New York: While eating milk chocolate every day may sound like a recipe for weight gain, starting the day with a concentrated amount of chocolate may help the body burn fat and decrease blood sugar levels, finds a study.
Researchers from the Brigham collaborated with investigators at the University of Murcia in Spain, examined the effects of eating milk chocolate in morning hours on a small group of postmenopausal women.
The study published in The FASEB Journal showed that morning or nighttime chocolate intake did not lead to weight gain. On the contrary, eating chocolate in the morning or in the evening showed to influence hunger and appetite, microbiota composition, and sleep.

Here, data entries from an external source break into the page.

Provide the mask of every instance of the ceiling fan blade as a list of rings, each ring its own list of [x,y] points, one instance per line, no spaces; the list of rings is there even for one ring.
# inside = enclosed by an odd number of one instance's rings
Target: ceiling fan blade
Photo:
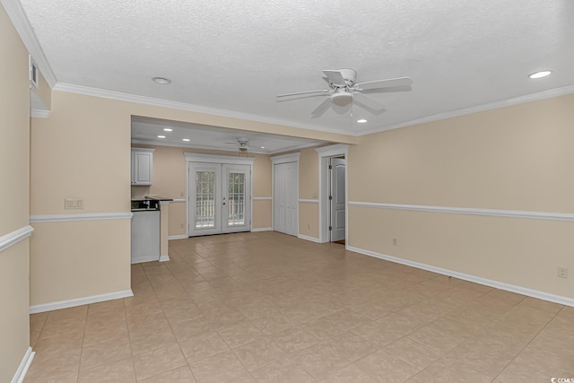
[[[325,112],[326,111],[326,109],[329,109],[330,106],[331,106],[331,99],[325,99],[325,100],[321,102],[319,106],[317,107],[315,110],[311,112],[311,115],[312,115],[311,118],[320,118],[325,114]]]
[[[354,88],[361,91],[367,91],[370,89],[389,88],[394,86],[409,86],[412,83],[413,80],[411,80],[410,77],[399,77],[359,83],[355,84]]]
[[[376,112],[385,110],[385,106],[383,104],[369,96],[359,93],[358,91],[352,93],[352,100],[359,106],[364,106],[367,109],[372,110],[375,114]]]
[[[323,73],[325,74],[325,75],[326,75],[326,78],[329,79],[329,82],[331,83],[334,83],[335,85],[344,85],[344,78],[343,78],[343,74],[341,74],[340,71],[330,71],[330,70],[326,70],[326,71],[323,71]]]
[[[275,97],[287,97],[287,96],[297,96],[299,94],[309,94],[309,93],[326,93],[331,91],[328,89],[321,89],[318,91],[296,91],[294,93],[285,93],[285,94],[278,94]]]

A high intake of chocolate during the morning hours can also help to burn fat and reduce blood glucose levels and evening or night intake of chocolate altered next-morning resting and exercise metabolism.
“Our findings highlight that not only ‘what’ but also ‘when’ we eat can impact physiological mechanisms involved in the regulation of body weight,” said Frank A.J.L. Scheer, Neuroscientist from the Department of Medicine and Neurology, Brigham and Women’s Hospital.
“Our volunteers did not gain weight despite increasing caloric intake. Our results show that chocolate reduces ad libitum energy intake, consistent with the observed reduction in hunger, appetite and the desire for sweets shown in previous studies,” said Marta Garaulet, also from the hospital.
For the study, the team conducted a randomised, controlled, cross-over trial of 19 postmenopausal women who consumed either 100g of chocolate in the morning (within one hour after waking time) or at night (within one hour before bedtime). They compared weight gain and many other measures to no chocolate intake.